What makes a difficult task unpleasant is not knowing, at some or most points, what should be done, or not being sure of the results of one’s effort.

Being as I’m neck deep in editing a novel, I thought a post about the editing process for novelists a good topic to address.


I like editing fiction.

There, I said it. I used to hate it, just like you.

What changed?

I learned how.

We all think of editing as a part of writing and it is, in essence.

What Editing is Not

In another, more accurate sense, though, it’s also an entirely different task. It’s another profession. Just like writing, editing is an effort and a very difficult one.

Editing should be taken on as a separate task after one has something to edit. After the first draft is done, in other words. I’m sure you’ve heard the advice to avoid editing while you’re getting the story down. Follow this advice consistently.

It’s perfectly possible to enjoy a difficult task, provided one is skilled enough at it.
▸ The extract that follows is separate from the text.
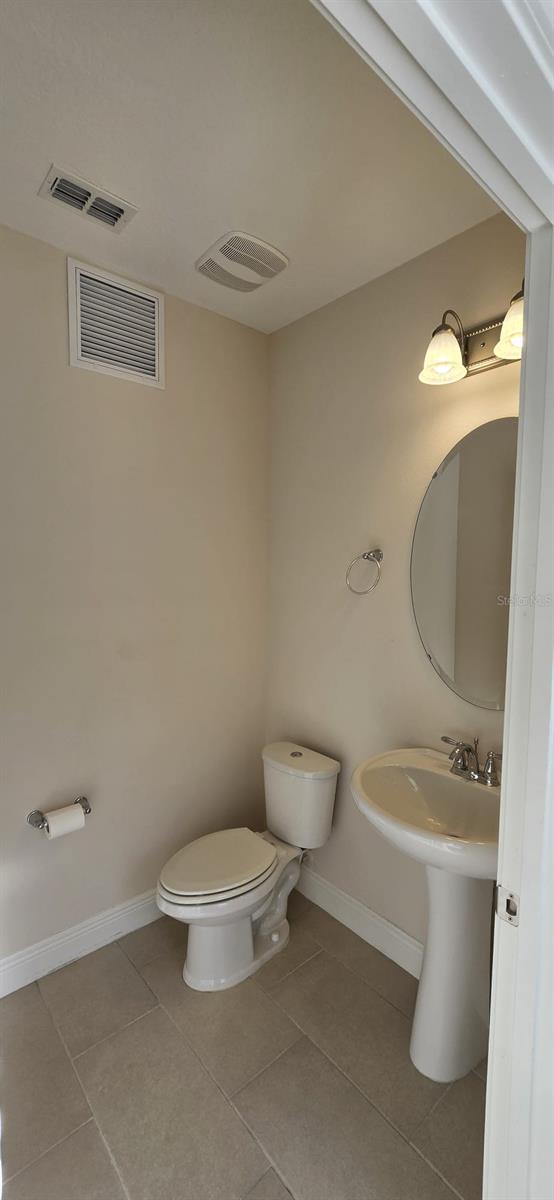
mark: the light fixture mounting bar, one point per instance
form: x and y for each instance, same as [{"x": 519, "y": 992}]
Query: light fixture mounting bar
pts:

The satisfaction of performing the task skillfully, being proud of the result, make the job pleasurable.

What makes a difficult task unpleasant is not knowing, at some or most points, what should be done, or not being sure of the results of one’s effort.

To the extent that we’re fumbling around, writing is not pleasant.

The same is true of editing.

What Editing Shares with Writing

At some point while learning to write, the disparate learning, bits of skill, and sage advice coalesce with our own native talent and suddenly, we know what to do when we write.

The task becomes no easier (in fact, it will become harder and harder), but the incentive: a story that one is proud to own, makes it pleasant in the way that a killer workout is pleasant in what it does for our health and appearance.

Not much can be said to help the prospective writer reach this level other than to write a lot and read a lot. The process is so dependent on the individual that there are few general rules of thumb.

What Makes Editing Different from Writing

Editing is another story. There are set rules for doing it that are almost universally applicable. Most of these rules center around the relative soundness of a story’s structure, from chapter order and content, all the way down to word choice.

Spelling is standardized. There are well-established rules of grammar and syntax.

Narrative itself has an agreed-upon structure:

  1. Describe setting
  2. Name characters present
  3. Present action (almost always in time order)

There are also mostly agreed upon rules for good writing that the editor needs to correct (or at least point out for the writer to fix).

Rules such as:

  1. Minimize the use of the passive voice.
  2. Minimize the use of modifiers (no more than two adjectives per noun; no adverbs at all, if possible).
  3. Place the subject and the verb as close together as possible in a sentence.
  4. The most important words in a sentence should be at the beginning or (less preferably) the end.
  5. Avoid cliché.

There are more. They can all be found in multiple places online. I found About Writing, by Samuel R. Delany to be especially time saving in getting a thorough ground in the fundamentals.